The ctx object can contain useful information about the request, like the request object itself, matched route, etc... But we can spec this out in a PR.

Multi-Runtime Considerations

Hono is runtime-agnostic, and diagnostics_channel is available across Node.js, Cloudflare Workers, and is expanding to other runtimes.
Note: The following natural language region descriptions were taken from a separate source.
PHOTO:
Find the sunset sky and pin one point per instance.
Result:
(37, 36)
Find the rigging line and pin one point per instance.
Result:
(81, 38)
The standard compatibility pattern handles any runtime gracefully:

let requestChannel;
try {
  const dc = ('getBuiltinModule' in process)
    ? process.getBuiltinModule('node:diagnostics_channel')
    : require('node:diagnostics_channel');
  requestChannel = dc.tracingChannel('hono:request');
} catch {
  // diagnostics_channel not available on this runtime, no-op
}

Usage Example

import dc from 'node:diagnostics_channel';

dc.tracingChannel('hono:request').subscribe({
  start(ctx) {
    const spanName = ctx.type === 'handler'
      ? `${ctx.c.req.method} ${ctx.c.req.routePath}`
      : `middleware - ${ctx.name}`;

    ctx.span = tracer.startSpan(spanName, {
      kind: ctx.type === 'handler' ? SpanKind.SERVER : SpanKind.INTERNAL,
      attributes: {
        'http.request.method': ctx.c.req.method,
        'http.route': ctx.c.req.routePath,
        'hono.type': ctx.type,
        'hono.name': ctx.name,
      },
    });
    // TracingChannel automatically propagates this span as the active context.
    // Middleware cascade nests naturally via async context, no manual wrapping needed.
  },
  asyncEnd(ctx) {
    if (ctx.type === 'handler') {
      ctx.span?.setAttribute('http.response.status_code', ctx.c.res.status);
    }
    ctx.span?.end();
  },
  error(ctx) {
    ctx.span?.setStatus({ code: SpanStatusCode.ERROR, message: ctx.error?.message });
    ctx.span?.recordException(ctx.error);
  },
});

Prior Art

This approach follows the same pattern already adopted or in progress by other libraries:

Frameworks:

  • undici (Node.js core): ships TracingChannel support since Node 20.12 (undici:request)
  • fastify: ships TracingChannel support natively (tracing:fastify.request.handler)
  • h3: h3js/h3#1251 (h3.request, traces middleware and route handlers with type field)
  • mysql2: sidorares/node-mysql2#4178 (mysql2:query, mysql2:execute, mysql2:connect, mysql2:pool:connect) ✅ merged
  • node-redis: redis/node-redis#3195 (node-redis:command, node-redis:connect), approved, pending merge
  • ioredis: redis/ioredis#2089 (ioredis:command, ioredis:connect)
  • pg / pg-pool: brianc/node-postgres#3624 (pg:query, pg:connection, pg:pool:connect)

I will be happy to help spec this out in a PR! I worked on similar implementations for Nitro, Elysia, and several database libraries.